At recommendation time (serving):

  • request_id: unique per recommendation request
  • tenant, surface: required for segmentation
  • user_id or session_id: pseudonymized
  • timestamp (ISO-8601)
  • the ranked list of items (item_id + rank)
  • optional: latency_ms, model_version, config_version, algo_version
  • optional for deeper analysis: per-item scores and reasons (if you have them)

Minimal JSONL exposure record:

{
  "request_id": "req_123",
  "tenant": "demo",
  "surface": "home",
  "user_id": "u_hash_...",
  "timestamp": "2026-01-27T12:00:00Z",
  "items": [{"item_id": "A", "rank": 1}]
}

Outcome logging

After exposure, when the user acts:

  • request_id (same one)
  • event type: click, purchase, etc.
  • item_id (the item clicked/converted)
  • timestamp

If you have revenue or value, log it. If you do not, do not invent it.

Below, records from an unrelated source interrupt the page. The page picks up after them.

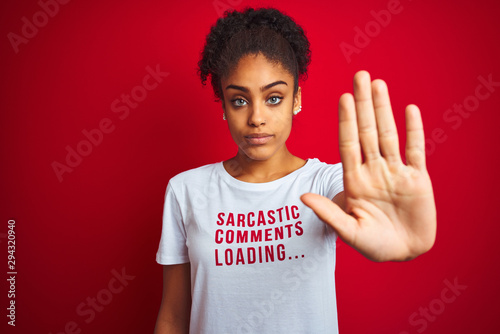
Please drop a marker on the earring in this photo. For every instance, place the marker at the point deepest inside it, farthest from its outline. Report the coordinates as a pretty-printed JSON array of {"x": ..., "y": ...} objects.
[{"x": 295, "y": 112}]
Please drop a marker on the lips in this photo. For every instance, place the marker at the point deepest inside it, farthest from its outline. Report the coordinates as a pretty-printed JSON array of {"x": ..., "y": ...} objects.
[{"x": 258, "y": 138}]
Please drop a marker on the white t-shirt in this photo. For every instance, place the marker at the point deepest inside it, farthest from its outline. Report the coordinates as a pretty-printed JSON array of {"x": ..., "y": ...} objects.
[{"x": 261, "y": 261}]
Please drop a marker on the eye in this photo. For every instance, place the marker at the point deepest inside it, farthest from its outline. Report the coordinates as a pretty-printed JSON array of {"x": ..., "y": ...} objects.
[
  {"x": 238, "y": 102},
  {"x": 275, "y": 100}
]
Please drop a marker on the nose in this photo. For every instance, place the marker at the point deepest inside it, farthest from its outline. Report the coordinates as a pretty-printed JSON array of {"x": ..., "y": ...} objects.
[{"x": 256, "y": 117}]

Assignment logging (experiments)

When you run an experiment:

  • assignment should be deterministic and consistent
  • log control vs candidate in a way you can audit

Minimum:

  • request_id
  • experiment_id
  • variant

OPE logging (advanced)

If you want OPE:

  • you must log propensities
  • you must define what policy produced the logged exposures

This is easy to get wrong. Read docs/OPE.md before attempting.

Privacy and IDs

Guidelines:

  • never log raw PII (email, phone)
  • hash or pseudonymize user identifiers
  • be consistent: the same user should map to the same pseudonymous ID

"Minimal viable integration" by mode

Offline:

  • exposures + outcomes
  • no assignments needed

Experiment:

  • exposures + outcomes + assignments

Interleaving:

  • ranker_a results + ranker_b results + outcomes

OPE:

  • exposures + outcomes + propensities (hard requirement)

Operational tip

Start with the tiny dataset shipped in testdata. If you cannot make your production logs look like that, you will struggle later.